I don’t for a second doubt that my parents thought they were doing the right thing, protecting me from life’s greatest certainty, but they really weren’t. By depriving me of the opportunity to say goodbye to people who — one way or another — had always been a part of my young life they just left me feeling sidelined, unimportant, and a little afraid. 

But then they didn’t do tangible grief, either — I can only recall my father becoming withdrawn and a little sad when my uncle dropped dead following a heart attack. He didn’t talk at all about what had happened, share anything of the extreme pain and sense of loss he must surely have been experiencing, or accept any kind of solace.

Maybe that was simply his way of handling it, but the consequence was that we all quite literally carried on as though nothing had happened. And at 16, I was old enough to know this was if nothing else a little weird.

Of course, I have no clue about the origins of this response to death and dying — maybe just the way my father (and my mother) had been brought up, or maybe fall-out from living through World War 2 when nobody knew how long they had or what fate might befall those they loved the most. 

All that said, the fact is that my parents’ approach alas still persists today. So many of us are still in denial about the absolute inevitability of our own death: that so many people refuse to make a will in case it in some way tempts fate is testament to that, and children are as often as not kept away from funerals. 

We avoid thinking about our own death, we don’t plan for it, and we don’t talk about it unless we absolutely have to.

I’m not sure when my rather different attitude took root, but by the time I was organising my parents’ funerals and later that of my aunt I was absolutely clear in my belief that the principal point of the exercise was to fully celebrate the life that has gone. To celebrate and find the courage to let go, with joy and laughter alongside tears and grief. To recognise that we are just a part of a cycle, that we arrive and then we go.

In the aftermath of Storm Ciara, I walked with our dog through a wooded area of Windsor Great Park and in among the debris from the previous day’s gale-force winds I spotted a plaque I hadn’t seen before. It was there to record a mighty oak — happily unscathed — that had been planted around 1791. Perspective is everything.

Then later yesterday I attended a meeting of the board at St Michael’s Hospice in north Hampshire, where I’m a trustee. One of the fundamental facets of our current strategy is education — not just about what 21st-century hospices do to manage the challenges of life-limiting conditions, but also more generally about dying and death. 

We are very strongly committed to raising understanding across our local community, but especially among children and young people. To this end, a key part of the work the hospice team does is with schools.
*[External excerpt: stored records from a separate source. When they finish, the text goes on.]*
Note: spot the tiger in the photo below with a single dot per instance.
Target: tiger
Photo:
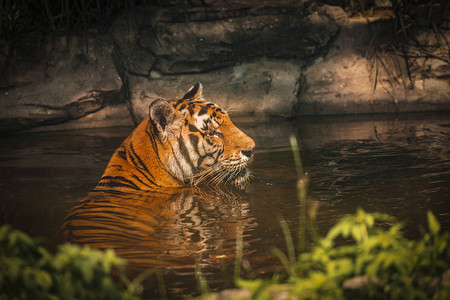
(152, 204)
(185, 141)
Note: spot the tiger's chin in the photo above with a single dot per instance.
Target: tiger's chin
(225, 173)
(242, 178)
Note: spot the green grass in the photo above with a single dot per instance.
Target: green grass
(363, 256)
(28, 271)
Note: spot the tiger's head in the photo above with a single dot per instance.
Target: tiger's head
(200, 143)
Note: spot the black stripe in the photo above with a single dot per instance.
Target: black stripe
(178, 103)
(122, 182)
(194, 142)
(185, 153)
(203, 110)
(141, 162)
(155, 149)
(192, 128)
(140, 180)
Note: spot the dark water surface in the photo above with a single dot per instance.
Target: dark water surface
(394, 164)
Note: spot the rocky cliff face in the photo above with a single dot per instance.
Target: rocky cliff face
(271, 58)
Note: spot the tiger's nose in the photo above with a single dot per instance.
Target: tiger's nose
(248, 152)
We help tackle the taboos and disable the fear through visits to the hospice where children can see for themselves that it’s not dark or scary but a place of light, love, and — often — laughter.

And this is, I believe, fundamental, important work. I stumbled into adulthood with a very skewed and unhelpful perspective that took a while to unpick, understand and replace — my wish is for future generations to be spared that particular journey and to accept that, yes, in the midst of life we are indeed in death.

Always have been and always will be.

Image: plaque highlighting an oak in Windsor Great Park planted in the 1790s.